Moderator: General Moderators

Post Reply
Recoil UK
Forum Newbie
Posts: 23
Joined: Sat Jul 12, 2003 5:59 pm

How to check if a session exists?

Post by Recoil UK »

Hi guys

When using sessions, and tou want to check if a session has existed before, how do you do it?

Thx guys
Gen-ik
DevNet Resident
Posts: 1059
Joined: Mon Aug 12, 2002 7:08 pm
Location: London. UK.

Post by Gen-ik »

Check if one of the session variables is still active.. for example..

Code: Select all

<?php
if(session_is_registered("username"))
{
// session is still active
}
else
{
// session has died
}
?>
Recoil UK
Forum Newbie
Posts: 23
Joined: Sat Jul 12, 2003 5:59 pm

Post by Recoil UK »

Hi

Yeah I know that, maybe I should rephrase the question.

Unless you do session_start(); then it doesnt matter if you check for a session variable or not, its not going to exist.

My question is therefore....

How do I check if a session previously existed, without calling session_start();.

Thx
Recoil UK
Forum Newbie
Posts: 23
Joined: Sat Jul 12, 2003 5:59 pm

Post by Recoil UK »

Hi

Quick update on what I,ve found.

I think the following is what I need.

Code: Select all

<?php
if (isset($_COOKIE['PHPSESSID']) {
   session_start();
}
?>
Is this secure?

Thx
Gen-ik
DevNet Resident
Posts: 1059
Joined: Mon Aug 12, 2002 7:08 pm
Location: London. UK.

Post by Gen-ik »

As soon as the browser is closed the session will be erased, so the only way you are going to be able to do this (why do you want to do this anyway?) is to store a cookie on the clients machine with the session details in it. That way you can simply check if the cookie exists.. as long as the client can except cookies, and as long as they don't delete them.

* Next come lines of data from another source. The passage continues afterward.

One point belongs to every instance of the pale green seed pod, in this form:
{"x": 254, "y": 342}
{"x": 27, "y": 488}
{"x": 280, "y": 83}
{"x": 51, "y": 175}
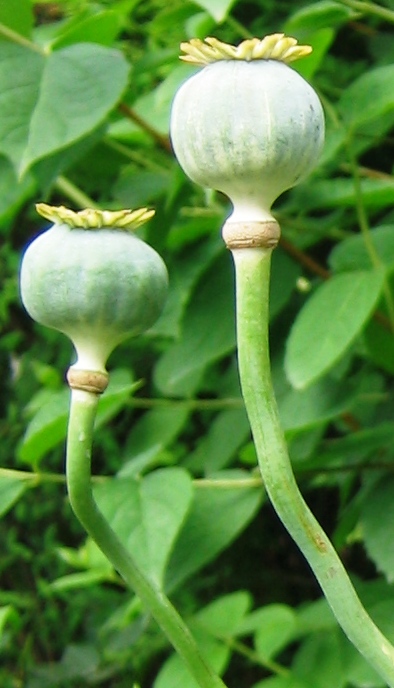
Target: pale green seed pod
{"x": 247, "y": 124}
{"x": 90, "y": 278}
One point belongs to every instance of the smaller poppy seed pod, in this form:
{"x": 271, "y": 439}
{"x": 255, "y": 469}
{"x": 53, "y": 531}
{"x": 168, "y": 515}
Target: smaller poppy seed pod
{"x": 90, "y": 278}
{"x": 247, "y": 124}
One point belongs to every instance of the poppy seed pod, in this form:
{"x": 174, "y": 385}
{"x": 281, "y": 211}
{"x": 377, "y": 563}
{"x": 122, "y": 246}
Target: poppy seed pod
{"x": 247, "y": 124}
{"x": 91, "y": 279}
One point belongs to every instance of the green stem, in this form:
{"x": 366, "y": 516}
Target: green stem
{"x": 79, "y": 445}
{"x": 252, "y": 268}
{"x": 74, "y": 193}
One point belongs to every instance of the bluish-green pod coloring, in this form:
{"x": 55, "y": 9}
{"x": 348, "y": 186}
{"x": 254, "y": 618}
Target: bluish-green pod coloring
{"x": 97, "y": 286}
{"x": 250, "y": 128}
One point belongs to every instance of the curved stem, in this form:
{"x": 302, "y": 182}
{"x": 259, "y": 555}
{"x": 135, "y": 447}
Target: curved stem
{"x": 79, "y": 445}
{"x": 252, "y": 268}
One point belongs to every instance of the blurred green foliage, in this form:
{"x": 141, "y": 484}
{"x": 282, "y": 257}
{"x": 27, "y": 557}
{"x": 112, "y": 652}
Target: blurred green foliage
{"x": 85, "y": 95}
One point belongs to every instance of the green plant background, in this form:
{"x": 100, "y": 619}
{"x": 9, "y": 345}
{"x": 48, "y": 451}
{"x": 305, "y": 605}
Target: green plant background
{"x": 85, "y": 95}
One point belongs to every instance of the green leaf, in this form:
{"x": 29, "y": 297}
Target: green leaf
{"x": 329, "y": 323}
{"x": 208, "y": 332}
{"x": 352, "y": 253}
{"x": 369, "y": 97}
{"x": 217, "y": 448}
{"x": 10, "y": 491}
{"x": 100, "y": 28}
{"x": 174, "y": 673}
{"x": 47, "y": 428}
{"x": 13, "y": 193}
{"x": 225, "y": 616}
{"x": 282, "y": 682}
{"x": 316, "y": 16}
{"x": 222, "y": 618}
{"x": 218, "y": 9}
{"x": 66, "y": 94}
{"x": 17, "y": 15}
{"x": 215, "y": 519}
{"x": 315, "y": 406}
{"x": 340, "y": 193}
{"x": 377, "y": 519}
{"x": 277, "y": 624}
{"x": 284, "y": 275}
{"x": 5, "y": 614}
{"x": 318, "y": 662}
{"x": 150, "y": 436}
{"x": 147, "y": 515}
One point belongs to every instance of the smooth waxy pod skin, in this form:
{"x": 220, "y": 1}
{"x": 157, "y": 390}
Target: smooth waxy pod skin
{"x": 96, "y": 285}
{"x": 248, "y": 126}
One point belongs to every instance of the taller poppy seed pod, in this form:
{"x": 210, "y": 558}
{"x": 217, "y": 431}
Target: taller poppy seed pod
{"x": 247, "y": 124}
{"x": 90, "y": 278}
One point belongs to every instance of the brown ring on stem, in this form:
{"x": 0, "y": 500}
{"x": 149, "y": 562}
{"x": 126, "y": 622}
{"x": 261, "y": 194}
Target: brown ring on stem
{"x": 93, "y": 381}
{"x": 251, "y": 234}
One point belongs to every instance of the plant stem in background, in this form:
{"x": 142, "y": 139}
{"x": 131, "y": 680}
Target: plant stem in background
{"x": 79, "y": 446}
{"x": 252, "y": 267}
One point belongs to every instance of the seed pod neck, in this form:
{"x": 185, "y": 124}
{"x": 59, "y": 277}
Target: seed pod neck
{"x": 242, "y": 235}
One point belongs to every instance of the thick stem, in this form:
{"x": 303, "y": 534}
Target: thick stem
{"x": 79, "y": 445}
{"x": 252, "y": 268}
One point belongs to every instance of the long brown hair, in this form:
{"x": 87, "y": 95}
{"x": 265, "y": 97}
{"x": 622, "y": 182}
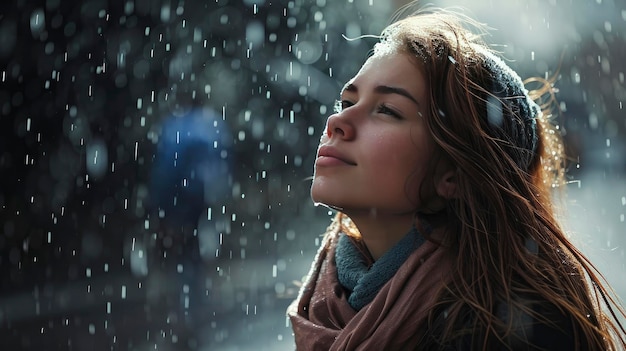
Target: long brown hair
{"x": 511, "y": 253}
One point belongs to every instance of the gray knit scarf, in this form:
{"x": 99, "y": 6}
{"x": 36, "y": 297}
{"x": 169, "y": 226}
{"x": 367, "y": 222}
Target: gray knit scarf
{"x": 364, "y": 282}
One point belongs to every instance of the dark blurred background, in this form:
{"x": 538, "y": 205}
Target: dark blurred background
{"x": 154, "y": 156}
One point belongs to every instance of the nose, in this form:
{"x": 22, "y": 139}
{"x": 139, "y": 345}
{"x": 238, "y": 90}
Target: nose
{"x": 339, "y": 126}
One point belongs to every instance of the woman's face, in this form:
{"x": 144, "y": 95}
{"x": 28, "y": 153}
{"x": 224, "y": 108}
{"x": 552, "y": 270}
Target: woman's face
{"x": 373, "y": 154}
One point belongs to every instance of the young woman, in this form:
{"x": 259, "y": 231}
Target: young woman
{"x": 440, "y": 166}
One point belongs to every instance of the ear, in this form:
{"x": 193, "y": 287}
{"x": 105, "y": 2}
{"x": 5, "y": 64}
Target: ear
{"x": 446, "y": 185}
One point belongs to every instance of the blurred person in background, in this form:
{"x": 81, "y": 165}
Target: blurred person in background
{"x": 440, "y": 165}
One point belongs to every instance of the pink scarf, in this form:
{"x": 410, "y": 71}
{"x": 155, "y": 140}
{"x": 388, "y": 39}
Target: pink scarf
{"x": 396, "y": 319}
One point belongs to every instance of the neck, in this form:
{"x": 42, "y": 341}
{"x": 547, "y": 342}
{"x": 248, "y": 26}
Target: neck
{"x": 381, "y": 232}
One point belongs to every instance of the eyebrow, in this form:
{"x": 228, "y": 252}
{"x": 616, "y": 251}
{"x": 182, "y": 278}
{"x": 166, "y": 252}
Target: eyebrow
{"x": 383, "y": 89}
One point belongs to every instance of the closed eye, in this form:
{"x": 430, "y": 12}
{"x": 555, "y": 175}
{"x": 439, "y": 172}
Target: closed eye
{"x": 384, "y": 109}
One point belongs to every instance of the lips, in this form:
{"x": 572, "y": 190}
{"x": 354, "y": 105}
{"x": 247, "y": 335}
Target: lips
{"x": 329, "y": 155}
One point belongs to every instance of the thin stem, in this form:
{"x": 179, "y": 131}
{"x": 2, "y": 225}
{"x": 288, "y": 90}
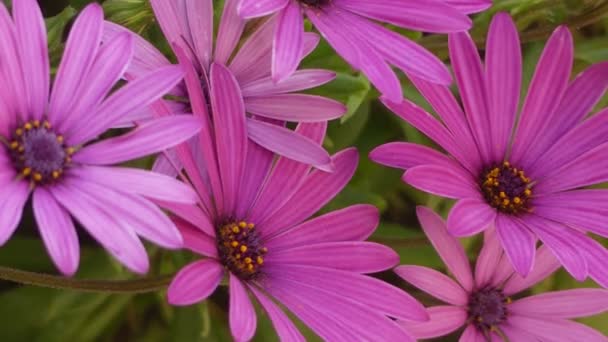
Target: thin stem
{"x": 143, "y": 285}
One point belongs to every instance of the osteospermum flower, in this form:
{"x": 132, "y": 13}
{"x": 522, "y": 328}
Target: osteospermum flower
{"x": 188, "y": 26}
{"x": 252, "y": 225}
{"x": 44, "y": 150}
{"x": 363, "y": 43}
{"x": 487, "y": 303}
{"x": 529, "y": 186}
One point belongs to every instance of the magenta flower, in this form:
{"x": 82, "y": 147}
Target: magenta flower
{"x": 527, "y": 187}
{"x": 483, "y": 302}
{"x": 252, "y": 224}
{"x": 363, "y": 43}
{"x": 44, "y": 151}
{"x": 188, "y": 25}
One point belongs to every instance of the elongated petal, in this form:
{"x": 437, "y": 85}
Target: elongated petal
{"x": 151, "y": 137}
{"x": 33, "y": 50}
{"x": 422, "y": 15}
{"x": 287, "y": 143}
{"x": 434, "y": 283}
{"x": 503, "y": 78}
{"x": 135, "y": 95}
{"x": 448, "y": 247}
{"x": 12, "y": 202}
{"x": 359, "y": 257}
{"x": 230, "y": 131}
{"x": 518, "y": 242}
{"x": 195, "y": 282}
{"x": 57, "y": 231}
{"x": 106, "y": 226}
{"x": 312, "y": 194}
{"x": 444, "y": 320}
{"x": 295, "y": 107}
{"x": 548, "y": 85}
{"x": 375, "y": 294}
{"x": 136, "y": 181}
{"x": 448, "y": 180}
{"x": 355, "y": 223}
{"x": 283, "y": 325}
{"x": 288, "y": 45}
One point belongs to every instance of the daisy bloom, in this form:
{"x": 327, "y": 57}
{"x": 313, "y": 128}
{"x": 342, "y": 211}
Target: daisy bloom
{"x": 252, "y": 224}
{"x": 349, "y": 27}
{"x": 50, "y": 146}
{"x": 529, "y": 186}
{"x": 188, "y": 26}
{"x": 487, "y": 302}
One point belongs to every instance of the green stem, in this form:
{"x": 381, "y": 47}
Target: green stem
{"x": 143, "y": 285}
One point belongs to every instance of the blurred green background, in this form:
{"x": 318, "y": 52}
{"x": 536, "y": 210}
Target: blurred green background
{"x": 37, "y": 314}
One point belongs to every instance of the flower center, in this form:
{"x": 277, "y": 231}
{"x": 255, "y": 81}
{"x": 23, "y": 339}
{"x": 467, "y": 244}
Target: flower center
{"x": 506, "y": 188}
{"x": 38, "y": 153}
{"x": 240, "y": 249}
{"x": 488, "y": 308}
{"x": 314, "y": 3}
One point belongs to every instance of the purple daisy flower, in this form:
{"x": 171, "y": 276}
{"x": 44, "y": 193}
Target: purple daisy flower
{"x": 530, "y": 186}
{"x": 43, "y": 141}
{"x": 484, "y": 302}
{"x": 188, "y": 26}
{"x": 252, "y": 223}
{"x": 363, "y": 43}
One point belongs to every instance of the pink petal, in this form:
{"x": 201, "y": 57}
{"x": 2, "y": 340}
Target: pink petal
{"x": 313, "y": 193}
{"x": 230, "y": 132}
{"x": 354, "y": 223}
{"x": 78, "y": 56}
{"x": 32, "y": 44}
{"x": 470, "y": 216}
{"x": 242, "y": 314}
{"x": 518, "y": 242}
{"x": 545, "y": 92}
{"x": 57, "y": 231}
{"x": 295, "y": 107}
{"x": 359, "y": 257}
{"x": 563, "y": 304}
{"x": 287, "y": 143}
{"x": 503, "y": 78}
{"x": 288, "y": 45}
{"x": 149, "y": 138}
{"x": 448, "y": 247}
{"x": 434, "y": 283}
{"x": 444, "y": 320}
{"x": 283, "y": 325}
{"x": 195, "y": 282}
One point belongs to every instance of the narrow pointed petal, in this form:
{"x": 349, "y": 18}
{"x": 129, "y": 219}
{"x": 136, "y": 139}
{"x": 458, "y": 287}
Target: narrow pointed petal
{"x": 195, "y": 282}
{"x": 32, "y": 44}
{"x": 448, "y": 247}
{"x": 57, "y": 231}
{"x": 243, "y": 320}
{"x": 287, "y": 143}
{"x": 288, "y": 45}
{"x": 149, "y": 138}
{"x": 444, "y": 320}
{"x": 434, "y": 283}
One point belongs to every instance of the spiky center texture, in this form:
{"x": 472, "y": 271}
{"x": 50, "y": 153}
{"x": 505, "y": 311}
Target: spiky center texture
{"x": 314, "y": 3}
{"x": 506, "y": 188}
{"x": 240, "y": 249}
{"x": 488, "y": 308}
{"x": 38, "y": 153}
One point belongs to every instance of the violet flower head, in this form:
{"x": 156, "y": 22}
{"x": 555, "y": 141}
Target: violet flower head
{"x": 253, "y": 225}
{"x": 188, "y": 27}
{"x": 487, "y": 302}
{"x": 348, "y": 27}
{"x": 529, "y": 186}
{"x": 44, "y": 149}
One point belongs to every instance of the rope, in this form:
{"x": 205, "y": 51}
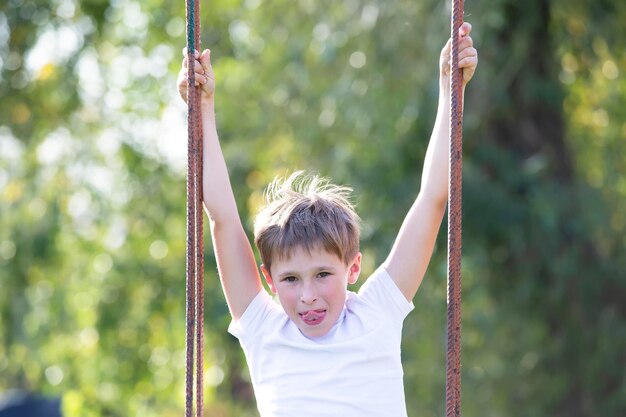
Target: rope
{"x": 195, "y": 242}
{"x": 453, "y": 358}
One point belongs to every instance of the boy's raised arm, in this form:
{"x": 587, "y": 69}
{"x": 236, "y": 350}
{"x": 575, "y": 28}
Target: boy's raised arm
{"x": 412, "y": 250}
{"x": 235, "y": 260}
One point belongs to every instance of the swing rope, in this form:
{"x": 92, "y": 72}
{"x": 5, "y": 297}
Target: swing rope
{"x": 453, "y": 358}
{"x": 195, "y": 242}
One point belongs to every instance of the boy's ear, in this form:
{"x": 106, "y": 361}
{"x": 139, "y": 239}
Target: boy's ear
{"x": 268, "y": 278}
{"x": 355, "y": 269}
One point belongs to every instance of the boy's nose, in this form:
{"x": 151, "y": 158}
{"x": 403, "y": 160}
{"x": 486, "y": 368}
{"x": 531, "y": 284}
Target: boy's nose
{"x": 308, "y": 295}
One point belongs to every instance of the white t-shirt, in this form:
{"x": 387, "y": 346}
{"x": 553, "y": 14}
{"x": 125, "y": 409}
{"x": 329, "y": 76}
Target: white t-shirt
{"x": 354, "y": 370}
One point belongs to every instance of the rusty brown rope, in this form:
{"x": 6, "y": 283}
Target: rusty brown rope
{"x": 453, "y": 358}
{"x": 195, "y": 242}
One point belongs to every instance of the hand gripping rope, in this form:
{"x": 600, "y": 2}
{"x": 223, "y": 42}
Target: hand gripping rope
{"x": 195, "y": 243}
{"x": 453, "y": 358}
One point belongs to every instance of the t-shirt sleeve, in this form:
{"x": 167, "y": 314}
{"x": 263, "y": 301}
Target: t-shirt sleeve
{"x": 381, "y": 293}
{"x": 252, "y": 319}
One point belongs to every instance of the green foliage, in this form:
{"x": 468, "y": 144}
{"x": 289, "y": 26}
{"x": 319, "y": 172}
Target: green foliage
{"x": 92, "y": 207}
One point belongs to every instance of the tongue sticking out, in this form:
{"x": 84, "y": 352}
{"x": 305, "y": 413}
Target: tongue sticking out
{"x": 314, "y": 316}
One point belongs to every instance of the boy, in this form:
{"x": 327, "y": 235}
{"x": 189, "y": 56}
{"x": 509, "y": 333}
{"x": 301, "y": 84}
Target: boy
{"x": 324, "y": 351}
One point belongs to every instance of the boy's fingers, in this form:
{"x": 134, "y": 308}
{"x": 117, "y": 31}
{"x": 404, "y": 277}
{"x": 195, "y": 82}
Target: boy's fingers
{"x": 205, "y": 59}
{"x": 196, "y": 53}
{"x": 465, "y": 29}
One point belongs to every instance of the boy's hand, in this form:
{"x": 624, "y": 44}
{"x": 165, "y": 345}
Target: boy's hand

But a session is a exactly what it sounds like, a session, it's only designed to last until the client closes their browser or until it times out.

For perminant stuff either use cookies or store info in a database.
Recoil UK
Forum Newbie
Posts: 23
Joined: Sat Jul 12, 2003 5:59 pm

Post by Recoil UK »

Hi

Yeah I know that as soon as the browser is closed, the session will be erased.

What i,m trying to do, is create as custom session handler that changes the sessionid on each page request.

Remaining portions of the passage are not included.